US ‘friendly’ overtures hard to cover real intention to ‘de-China,’ says analyst after CIA chief refutes ‘decoupling’

‘De-risking’ essentially ‘de-China’ for Washington

By Xu Keyue Published: Jul 02, 2023 10:11 PM

Although the US has made a series of “friendly” overtures toward China recently, Chinese analysts said that the rhetoric emanating from some senior US officials is not matched by their deeds, and the “de-risking” narrative they chant is still a ruse to “de-China” in certain US sectors, including investment, technology and industry layout, and induce its allies to follow suit.

US Central Intelligence Agency (CIA) director William Burns said during a lecture at the Oxfordshire-based Ditchley Foundation – a nonprofit organization in the UK that focuses on the US-UK relations – on Saturday that “decoupling” from China would be “foolish” given the deep economic interdependence, so the US should “de-risk” and try to diversify its supply chains.

While some dovish US politicians have become increasingly vocal about their realization that “decoupling” is unrealistic and are trying to erase the word from policy documents and speeches, some hawkish US forces continue to push for “decoupling” under the guise of more moderate terms such as “de-risking” – just a different name for the same strategy, which is to contain China’s economic and technological rise, according to analysts.

Li Haidong, a professor at the China Foreign Affairs University, said that abandoning the “decoupling” narrative reflects that in the practice of China policy under the Biden administration, Washington has realized that a harsh “decoupling” harms the US economy and would isolate the superpower with little support from its allies.

But there is a cognitive gap between the US and its allies toward the so-called de-risking, Li noted.
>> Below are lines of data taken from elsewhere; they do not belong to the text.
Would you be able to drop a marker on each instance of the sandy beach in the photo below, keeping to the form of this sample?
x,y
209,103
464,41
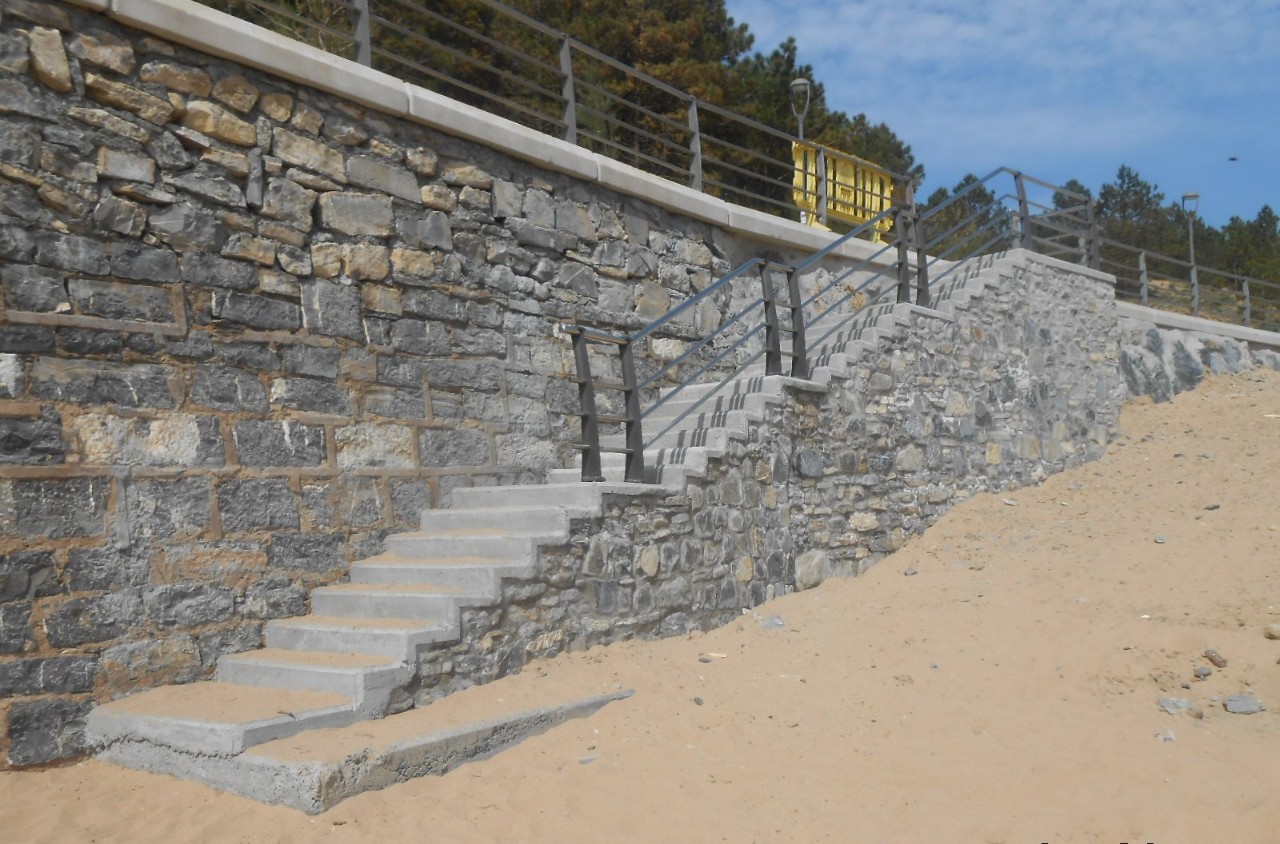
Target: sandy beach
x,y
999,679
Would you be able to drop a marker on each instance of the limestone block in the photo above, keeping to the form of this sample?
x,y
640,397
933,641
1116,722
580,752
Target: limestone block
x,y
49,59
123,96
104,50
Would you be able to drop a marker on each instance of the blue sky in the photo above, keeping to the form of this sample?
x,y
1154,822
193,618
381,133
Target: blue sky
x,y
1057,89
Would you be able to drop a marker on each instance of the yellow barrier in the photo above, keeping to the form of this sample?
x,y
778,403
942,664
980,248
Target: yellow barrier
x,y
855,191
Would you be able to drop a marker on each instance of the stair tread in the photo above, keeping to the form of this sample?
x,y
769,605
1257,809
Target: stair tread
x,y
311,658
229,703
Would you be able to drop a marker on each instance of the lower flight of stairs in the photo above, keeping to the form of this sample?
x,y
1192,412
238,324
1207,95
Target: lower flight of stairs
x,y
352,657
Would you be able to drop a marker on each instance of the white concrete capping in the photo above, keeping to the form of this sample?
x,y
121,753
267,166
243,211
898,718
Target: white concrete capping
x,y
222,35
1198,324
519,141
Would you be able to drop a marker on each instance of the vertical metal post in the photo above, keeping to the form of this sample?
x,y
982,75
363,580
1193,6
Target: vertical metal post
x,y
1143,279
364,44
631,396
799,345
590,418
568,91
695,147
1024,214
772,329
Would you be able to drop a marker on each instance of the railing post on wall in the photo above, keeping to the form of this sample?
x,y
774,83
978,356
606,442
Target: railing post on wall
x,y
799,345
1024,214
1143,279
590,418
772,329
695,147
568,91
364,44
631,397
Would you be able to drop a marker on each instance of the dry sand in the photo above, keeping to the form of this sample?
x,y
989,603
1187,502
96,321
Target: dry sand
x,y
1005,692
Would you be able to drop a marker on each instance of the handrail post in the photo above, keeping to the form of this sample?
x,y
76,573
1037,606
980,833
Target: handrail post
x,y
590,418
695,147
364,44
631,397
568,91
1024,214
772,328
799,346
1143,279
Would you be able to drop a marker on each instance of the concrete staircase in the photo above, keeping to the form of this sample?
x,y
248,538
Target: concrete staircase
x,y
352,657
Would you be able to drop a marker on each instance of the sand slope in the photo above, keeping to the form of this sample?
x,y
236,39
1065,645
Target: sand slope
x,y
1004,692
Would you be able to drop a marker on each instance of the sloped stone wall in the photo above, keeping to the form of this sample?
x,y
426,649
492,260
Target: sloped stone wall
x,y
247,329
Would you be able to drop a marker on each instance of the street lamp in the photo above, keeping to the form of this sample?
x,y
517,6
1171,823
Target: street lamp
x,y
1191,201
800,92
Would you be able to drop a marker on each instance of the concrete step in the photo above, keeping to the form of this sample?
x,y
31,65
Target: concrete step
x,y
219,719
396,638
480,576
420,601
368,679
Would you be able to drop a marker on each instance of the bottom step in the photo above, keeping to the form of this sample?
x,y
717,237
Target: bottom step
x,y
318,770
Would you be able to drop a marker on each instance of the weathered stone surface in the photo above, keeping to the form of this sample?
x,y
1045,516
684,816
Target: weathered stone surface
x,y
49,59
214,121
279,443
357,214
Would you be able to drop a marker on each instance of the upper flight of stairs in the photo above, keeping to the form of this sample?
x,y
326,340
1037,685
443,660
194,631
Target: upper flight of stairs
x,y
352,657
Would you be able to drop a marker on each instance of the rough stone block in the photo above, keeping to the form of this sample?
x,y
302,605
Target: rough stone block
x,y
457,447
357,214
46,730
279,443
169,510
306,552
259,503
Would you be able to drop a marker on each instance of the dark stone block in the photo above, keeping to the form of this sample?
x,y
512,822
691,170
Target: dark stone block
x,y
92,619
16,626
33,288
211,270
188,605
314,395
332,309
319,361
72,252
86,382
228,388
91,569
46,730
306,552
144,263
32,441
279,443
275,597
27,574
260,503
55,675
169,509
58,509
256,311
26,338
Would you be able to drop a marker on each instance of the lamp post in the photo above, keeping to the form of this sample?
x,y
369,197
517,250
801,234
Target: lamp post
x,y
1191,201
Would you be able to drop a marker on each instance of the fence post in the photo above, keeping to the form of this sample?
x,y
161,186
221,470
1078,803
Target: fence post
x,y
695,147
631,396
1143,279
1024,214
590,418
568,91
799,345
772,329
364,45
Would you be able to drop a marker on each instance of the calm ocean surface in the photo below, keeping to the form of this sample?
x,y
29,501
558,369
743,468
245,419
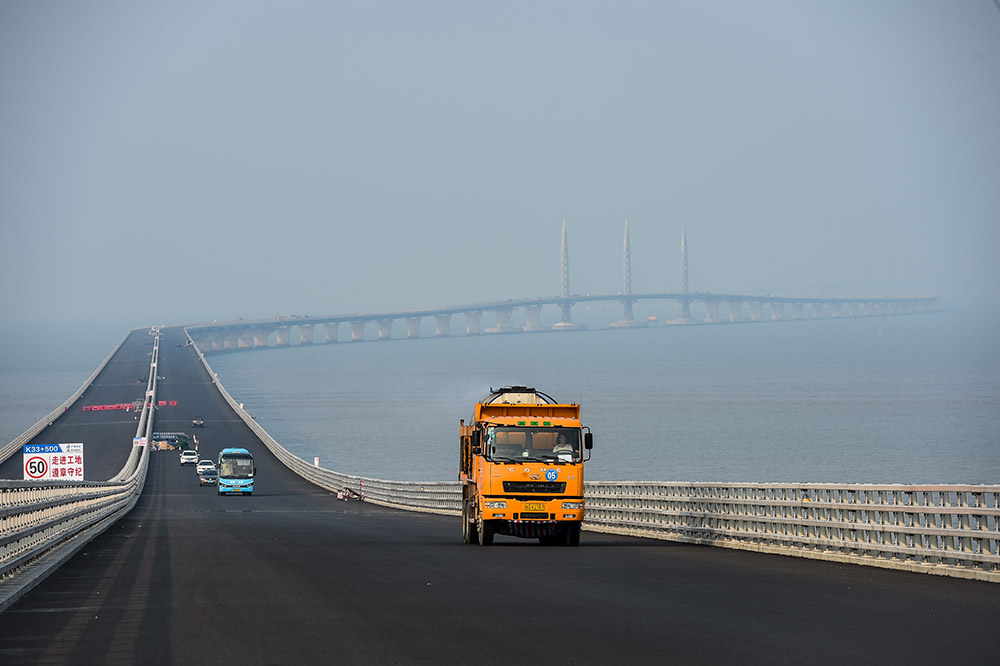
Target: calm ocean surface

For the US, its goal is to separate certain technologies, investment and some industrial layout from the Chinese market. At the same time, it also wants its allies follow suit. 

De-risking for the US is to ‘de-China’ in essence,” Li said. But for major European countries, de-risking is to make the supply chain and some related industries more resilient, he said.

Although Burns sent a positive signal toward China in his speech in the UK, it was not more than “lip service” which is unconvincing considering the series of China-containing measures that Washington issued recently, some Chinese analysts stated.

Last month the US government added 43 entities, including 31 in China, to its export control list, known as the “Entity List,” accusing these entities of providing training to Chinese military pilots and other activities that are perceived to threaten US national security.

In another development, US President Joe Biden on Friday accepted the Letter of Credence of new Chinese Ambassador to the US Xie Feng, in the Oval Office of the White House. 

Some analysts noted that Biden accepted Xie’s credentials very quickly, and the meeting was arranged in the Oval Office of the White House, showing a “gesture of friendship and respect” that Biden tried to express to China.

This again reveals that Biden administration’s approach to China is complex – Biden wants to contain China’s development and expand US influence, but he hopes the relationship with China will not be too confrontational. He wants to make bilateral relations “more or less tolerable,” provided China compromises more, an Chinese analyst said on condition of anonymity.

Li criticized that the US lacks the consciousness of introspection and empathy in its China policy, and to make China compromise is actually a hegemonic logic that tries to use its strength to overwhelm China, but that this tactic will not work.